# Coyote Hunting 12/30/09



## Flyfishn247 (Oct 2, 2007)

What a day. Left the house around 5:30 to ensure I had enough time because of all the snow. Crossing over Eureka was insane, I could barely see with all the snow and wind. I continued to head west until I got to my traditional rabbit/coyote hunting ground. When I arrived, there was a light snow falling. Walking was fairly loud with the old crusty snow underneath the new. I slowly walked out from my truck about 1 mile. I could hear three groups of dogs howling all around me. I got set up in a good spot with decent field of view and began calling. After my first call set, I heard a dog fairly close (250 yards) start to bark and howl but I was in rolling sage and I couldn't see it. After a minute I called again. A short while later I saw the dog come over a mound about 100 yards in front. I grabbed my Ruger M77 22-250 and got ready for the shot. As soon as I was ready the dog appeared 25 yards in front of me. I pulled up my rifle and my scope was fogged and covered in snow :evil: but I managed to make out the outline of the dog, centered the cross hairs and fired. The dog dropped in its tracks. I did have my Winchester 1300 next to me loaded with #2 goose loads, but I was expecting a longer shot. I also couldn't believe how fast the dog came in. Here are some pics.

Here is the first yote, a big male:










Here is the exit wound of a 50 grain V-Max pushed with 34.5 grains of 4895 at 25 yards. He was still alive when I walked up and I had to put him down with a shot from my Ruger Mark II. Every coyote I have shot in this area has required a follow-up shot, regardless of where you hit them.










I continued on and made two other stands without success. I walked back to my truck and put the shotgun away and picked up my Rossi pump .22 with the intent of just shooting a few rabbits before I headed home. So I walked back out opposite of the direction I had hunted earlier. Typically in this area, I would see 100 - 200 jack rabbits a day. I wasn't seeing hardly any. I had walked about a mile without taking a shot when I came across real fresh coyote tracks in the snow. Since I still had my rifle and my calls with me I thought what the heck. So I sat down and started calling. I had about 60 yards of shooting lane in every direction. About 2 minutes after my second call set a coyote appeared on a dead run right at me. This coyote was not even picking a lane through the sage; he was jumping and tripping over it coming right at me. I reached for my rifle and as I started to bring it up he was 5 feet from me. Of course I didn't have my shotgun with me. I shot from the hip missing and the yote skidded to a halt within arms length and turned and ran. I loaded another round and went to shoot but my scope was still on 9x so I could just make out fur moving through the sage. I shot and watched him jolt just as he crossed over the hill. I follow-up the shot and found blood. So I started tracking him. After about 3 miles of following tracks and blood, I finally gave up. It was starting snow hard now and I was a long ways from my truck so I started the trek back. On the way back I targeted their food supply. I finished with three jacks. There just weren't a lot of them. I probably saw a total of 15. That is probably why the two dogs were so aggressive to the call. All in all a great day.

Here is one of the Jacks:


----------



## reb8600 (Sep 8, 2007)

That is not the entrance? The lighter Vmax are known for splashing like that when hitting the shoulder bone on entrance.


----------



## sawsman (Sep 13, 2007)

Way to get 'em Flyfishn247! Sounds like an exciting time.
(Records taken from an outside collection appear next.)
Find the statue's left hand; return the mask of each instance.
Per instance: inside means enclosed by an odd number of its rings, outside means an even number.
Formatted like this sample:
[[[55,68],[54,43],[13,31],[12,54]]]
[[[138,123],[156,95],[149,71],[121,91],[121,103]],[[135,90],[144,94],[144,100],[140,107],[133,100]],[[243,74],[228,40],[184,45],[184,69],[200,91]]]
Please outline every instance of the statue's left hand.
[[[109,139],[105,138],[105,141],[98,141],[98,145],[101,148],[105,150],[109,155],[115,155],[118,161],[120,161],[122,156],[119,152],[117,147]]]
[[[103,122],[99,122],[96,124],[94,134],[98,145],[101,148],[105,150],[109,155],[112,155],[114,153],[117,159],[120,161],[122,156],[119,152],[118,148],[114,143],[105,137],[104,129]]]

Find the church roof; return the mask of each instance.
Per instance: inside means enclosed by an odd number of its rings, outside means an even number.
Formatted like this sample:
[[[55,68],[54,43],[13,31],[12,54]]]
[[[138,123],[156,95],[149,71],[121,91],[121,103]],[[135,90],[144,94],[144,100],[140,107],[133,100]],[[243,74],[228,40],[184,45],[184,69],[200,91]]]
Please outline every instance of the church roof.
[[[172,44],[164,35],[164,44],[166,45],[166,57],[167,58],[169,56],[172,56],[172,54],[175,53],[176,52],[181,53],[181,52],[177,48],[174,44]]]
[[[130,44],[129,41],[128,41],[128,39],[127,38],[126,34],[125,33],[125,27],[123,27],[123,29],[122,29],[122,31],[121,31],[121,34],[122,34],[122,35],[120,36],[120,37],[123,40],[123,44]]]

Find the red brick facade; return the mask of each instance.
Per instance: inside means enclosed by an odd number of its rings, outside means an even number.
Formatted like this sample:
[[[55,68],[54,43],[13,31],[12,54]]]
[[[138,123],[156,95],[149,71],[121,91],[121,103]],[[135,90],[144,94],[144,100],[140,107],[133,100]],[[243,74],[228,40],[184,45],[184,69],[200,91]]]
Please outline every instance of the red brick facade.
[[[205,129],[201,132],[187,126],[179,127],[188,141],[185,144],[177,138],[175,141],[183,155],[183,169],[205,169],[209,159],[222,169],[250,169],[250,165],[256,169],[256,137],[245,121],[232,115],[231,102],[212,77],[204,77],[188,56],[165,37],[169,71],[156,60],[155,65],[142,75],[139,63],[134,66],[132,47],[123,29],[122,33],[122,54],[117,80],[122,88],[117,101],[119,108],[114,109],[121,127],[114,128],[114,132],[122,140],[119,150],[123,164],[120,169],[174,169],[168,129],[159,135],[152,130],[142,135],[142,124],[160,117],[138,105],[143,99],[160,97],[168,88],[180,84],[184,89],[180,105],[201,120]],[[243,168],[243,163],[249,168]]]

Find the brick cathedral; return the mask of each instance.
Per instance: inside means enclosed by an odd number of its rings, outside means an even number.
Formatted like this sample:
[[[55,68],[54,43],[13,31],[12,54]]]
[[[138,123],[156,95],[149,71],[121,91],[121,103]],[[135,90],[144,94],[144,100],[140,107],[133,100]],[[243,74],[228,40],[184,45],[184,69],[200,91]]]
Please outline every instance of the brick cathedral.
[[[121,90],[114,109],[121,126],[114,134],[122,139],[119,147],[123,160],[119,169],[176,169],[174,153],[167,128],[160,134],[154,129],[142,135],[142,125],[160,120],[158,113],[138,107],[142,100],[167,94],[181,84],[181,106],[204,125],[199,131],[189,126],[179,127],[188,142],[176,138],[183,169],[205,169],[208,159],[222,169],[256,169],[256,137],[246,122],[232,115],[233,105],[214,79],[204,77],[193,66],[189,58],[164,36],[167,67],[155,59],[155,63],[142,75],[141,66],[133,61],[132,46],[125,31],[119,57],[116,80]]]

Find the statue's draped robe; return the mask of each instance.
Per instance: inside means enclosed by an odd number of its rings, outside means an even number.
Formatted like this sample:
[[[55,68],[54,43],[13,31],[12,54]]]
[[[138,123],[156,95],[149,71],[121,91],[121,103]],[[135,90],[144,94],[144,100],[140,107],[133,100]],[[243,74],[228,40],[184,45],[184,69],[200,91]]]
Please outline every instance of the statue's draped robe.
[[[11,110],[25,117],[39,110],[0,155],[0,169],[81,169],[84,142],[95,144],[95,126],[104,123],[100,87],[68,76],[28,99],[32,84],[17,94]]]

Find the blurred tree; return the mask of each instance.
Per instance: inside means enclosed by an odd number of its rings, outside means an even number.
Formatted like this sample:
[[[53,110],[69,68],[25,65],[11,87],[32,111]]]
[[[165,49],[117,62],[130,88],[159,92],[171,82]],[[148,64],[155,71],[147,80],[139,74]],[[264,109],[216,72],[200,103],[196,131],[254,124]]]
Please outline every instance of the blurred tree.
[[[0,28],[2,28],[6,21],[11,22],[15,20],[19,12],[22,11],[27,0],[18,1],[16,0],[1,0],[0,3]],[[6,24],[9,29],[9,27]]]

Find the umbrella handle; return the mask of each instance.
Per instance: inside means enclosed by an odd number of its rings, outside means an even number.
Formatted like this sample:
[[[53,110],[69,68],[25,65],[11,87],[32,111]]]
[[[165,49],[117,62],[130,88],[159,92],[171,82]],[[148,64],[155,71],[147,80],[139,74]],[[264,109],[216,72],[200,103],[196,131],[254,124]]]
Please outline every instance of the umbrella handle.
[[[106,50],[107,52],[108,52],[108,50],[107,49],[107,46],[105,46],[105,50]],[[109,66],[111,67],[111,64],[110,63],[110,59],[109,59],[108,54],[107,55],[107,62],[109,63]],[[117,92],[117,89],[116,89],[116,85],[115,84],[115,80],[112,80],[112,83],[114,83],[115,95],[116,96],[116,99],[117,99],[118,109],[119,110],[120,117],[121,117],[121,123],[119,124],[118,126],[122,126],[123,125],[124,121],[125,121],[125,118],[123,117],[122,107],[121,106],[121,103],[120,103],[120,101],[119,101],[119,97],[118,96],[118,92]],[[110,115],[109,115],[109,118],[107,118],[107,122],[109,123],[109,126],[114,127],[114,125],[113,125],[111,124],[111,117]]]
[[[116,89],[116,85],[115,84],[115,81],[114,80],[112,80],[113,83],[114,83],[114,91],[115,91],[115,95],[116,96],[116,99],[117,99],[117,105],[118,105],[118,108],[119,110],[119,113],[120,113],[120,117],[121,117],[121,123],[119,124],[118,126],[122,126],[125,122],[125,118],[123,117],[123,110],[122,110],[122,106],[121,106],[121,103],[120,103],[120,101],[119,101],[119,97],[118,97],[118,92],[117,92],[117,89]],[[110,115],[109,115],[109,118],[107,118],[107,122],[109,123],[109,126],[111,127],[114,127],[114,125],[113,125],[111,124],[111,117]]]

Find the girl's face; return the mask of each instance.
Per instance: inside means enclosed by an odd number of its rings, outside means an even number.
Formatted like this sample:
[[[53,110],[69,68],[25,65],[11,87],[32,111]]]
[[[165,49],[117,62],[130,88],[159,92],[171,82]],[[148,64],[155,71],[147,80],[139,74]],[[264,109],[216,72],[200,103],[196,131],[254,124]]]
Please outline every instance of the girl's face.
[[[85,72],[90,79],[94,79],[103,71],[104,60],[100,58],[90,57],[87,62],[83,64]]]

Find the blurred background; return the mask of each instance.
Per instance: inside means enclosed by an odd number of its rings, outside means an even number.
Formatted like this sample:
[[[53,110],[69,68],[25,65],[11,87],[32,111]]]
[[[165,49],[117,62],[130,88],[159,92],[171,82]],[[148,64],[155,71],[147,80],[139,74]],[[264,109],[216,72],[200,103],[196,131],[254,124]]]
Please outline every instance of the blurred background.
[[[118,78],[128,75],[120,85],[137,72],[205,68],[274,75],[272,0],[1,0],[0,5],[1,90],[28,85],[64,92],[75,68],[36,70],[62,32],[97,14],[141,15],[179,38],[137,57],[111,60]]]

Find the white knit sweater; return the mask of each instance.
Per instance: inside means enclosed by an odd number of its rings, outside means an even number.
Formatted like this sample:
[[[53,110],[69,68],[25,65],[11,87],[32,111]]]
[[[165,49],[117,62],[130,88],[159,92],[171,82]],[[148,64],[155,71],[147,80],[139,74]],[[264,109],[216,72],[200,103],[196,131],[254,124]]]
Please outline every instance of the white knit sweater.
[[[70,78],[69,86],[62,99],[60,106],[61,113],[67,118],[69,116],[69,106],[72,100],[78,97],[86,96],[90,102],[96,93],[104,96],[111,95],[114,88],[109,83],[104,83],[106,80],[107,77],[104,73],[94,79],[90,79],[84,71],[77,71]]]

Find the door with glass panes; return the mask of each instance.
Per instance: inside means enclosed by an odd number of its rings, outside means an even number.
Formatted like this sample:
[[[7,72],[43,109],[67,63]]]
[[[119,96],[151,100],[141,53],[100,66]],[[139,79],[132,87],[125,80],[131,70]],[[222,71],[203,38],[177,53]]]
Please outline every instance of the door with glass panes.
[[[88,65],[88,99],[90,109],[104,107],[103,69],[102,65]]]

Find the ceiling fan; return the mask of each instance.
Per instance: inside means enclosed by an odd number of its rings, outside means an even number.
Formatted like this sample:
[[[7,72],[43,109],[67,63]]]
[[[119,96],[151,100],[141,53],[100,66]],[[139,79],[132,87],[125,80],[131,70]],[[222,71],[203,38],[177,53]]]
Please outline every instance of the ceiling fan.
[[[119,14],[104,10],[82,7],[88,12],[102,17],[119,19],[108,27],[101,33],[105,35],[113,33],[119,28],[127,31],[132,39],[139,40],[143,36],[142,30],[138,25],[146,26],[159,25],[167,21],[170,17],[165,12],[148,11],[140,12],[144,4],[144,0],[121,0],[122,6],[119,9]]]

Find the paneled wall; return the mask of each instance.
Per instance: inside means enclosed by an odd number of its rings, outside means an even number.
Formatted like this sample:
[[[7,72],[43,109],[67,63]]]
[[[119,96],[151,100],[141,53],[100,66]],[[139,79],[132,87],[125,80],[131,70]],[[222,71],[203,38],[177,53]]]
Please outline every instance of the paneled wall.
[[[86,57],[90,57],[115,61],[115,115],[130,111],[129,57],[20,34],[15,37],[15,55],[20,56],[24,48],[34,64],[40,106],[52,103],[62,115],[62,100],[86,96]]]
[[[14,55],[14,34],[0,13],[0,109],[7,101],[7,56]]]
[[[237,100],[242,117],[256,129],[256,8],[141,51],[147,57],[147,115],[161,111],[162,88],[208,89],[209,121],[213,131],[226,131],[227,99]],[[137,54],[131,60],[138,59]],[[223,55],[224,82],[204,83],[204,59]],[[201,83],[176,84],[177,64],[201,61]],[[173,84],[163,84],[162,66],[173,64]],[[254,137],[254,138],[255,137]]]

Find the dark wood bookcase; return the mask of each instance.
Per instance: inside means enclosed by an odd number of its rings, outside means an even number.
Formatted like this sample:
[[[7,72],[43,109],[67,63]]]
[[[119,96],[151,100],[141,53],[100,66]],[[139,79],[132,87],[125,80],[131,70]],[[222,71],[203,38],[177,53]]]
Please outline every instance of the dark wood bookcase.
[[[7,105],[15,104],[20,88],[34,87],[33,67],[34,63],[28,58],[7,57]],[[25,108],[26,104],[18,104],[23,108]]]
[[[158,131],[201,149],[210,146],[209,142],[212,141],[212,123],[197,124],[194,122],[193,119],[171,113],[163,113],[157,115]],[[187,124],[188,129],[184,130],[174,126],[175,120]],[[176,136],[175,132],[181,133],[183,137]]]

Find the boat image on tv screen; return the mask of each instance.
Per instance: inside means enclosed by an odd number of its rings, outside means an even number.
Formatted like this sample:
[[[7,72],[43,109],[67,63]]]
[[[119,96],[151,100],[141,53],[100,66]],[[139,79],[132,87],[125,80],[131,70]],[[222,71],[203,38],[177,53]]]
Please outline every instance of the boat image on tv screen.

Hate it when the scope fogs.. :evil:


----------



## .45 (Sep 21, 2007)

Very good story...nice to read about good success !!!

Thanks for sharing !!!


----------



## bigbuck81 (Oct 10, 2007)

Great read!! Good job!


----------



## Huge29 (Sep 17, 2007)

Wow, nice! I had a similar experience today except for seeing any dogs or any rabbits.


----------



## Nor-tah (Dec 16, 2007)

Nice work, exciting stuff. Do you use mouth calls or in e caller?


----------



## Flyfishn247 (Oct 2, 2007)

> That is not the entrance? The lighter Vmax are known for splashing like that when hitting the shoulder bone on entrance.


Yeah, I have had that happen in the past, but this was the exit. I hit him in the opposite shoulder. I think with the dog being so close didn't help the mess much. Should of had the shotgun on both dogs, just wasn't prepared for them to come in so quick.



> Nice work, exciting stuff. Do you use mouth calls or in e caller?


I use mouth calls. I have a cheaper e-caller but I haven't been pleased with it and I haven't been in a position to spend $400 on a good Foxpro, plus I like the ability to make my own sounds with mouth calls.

I had a chance to go out again out by Snowville, no dogs but we were able to put a small dent in their food supply. Sorry no pics.


----------



## mikevanwilder (Nov 11, 2008)

Nice! I just got back from another trip to Nevada and there were plenty of dogs but they just wouldn't come in to the calls. Nothing is as cool as hearing 5 different packs of dogs howling at the same time all around you. We did get one dog though so not completely skunked.


----------



## bufflehead3 (Jan 5, 2010)

Sweet looking hunt! Good job


----------



## STEVO (Sep 13, 2007)

Looks like a awesome time. I would like to get back into coyote hunting a little more. I have all the sceery calls. Just gotta find some dogs. The few times I have been out it has been a blast!!!!


----------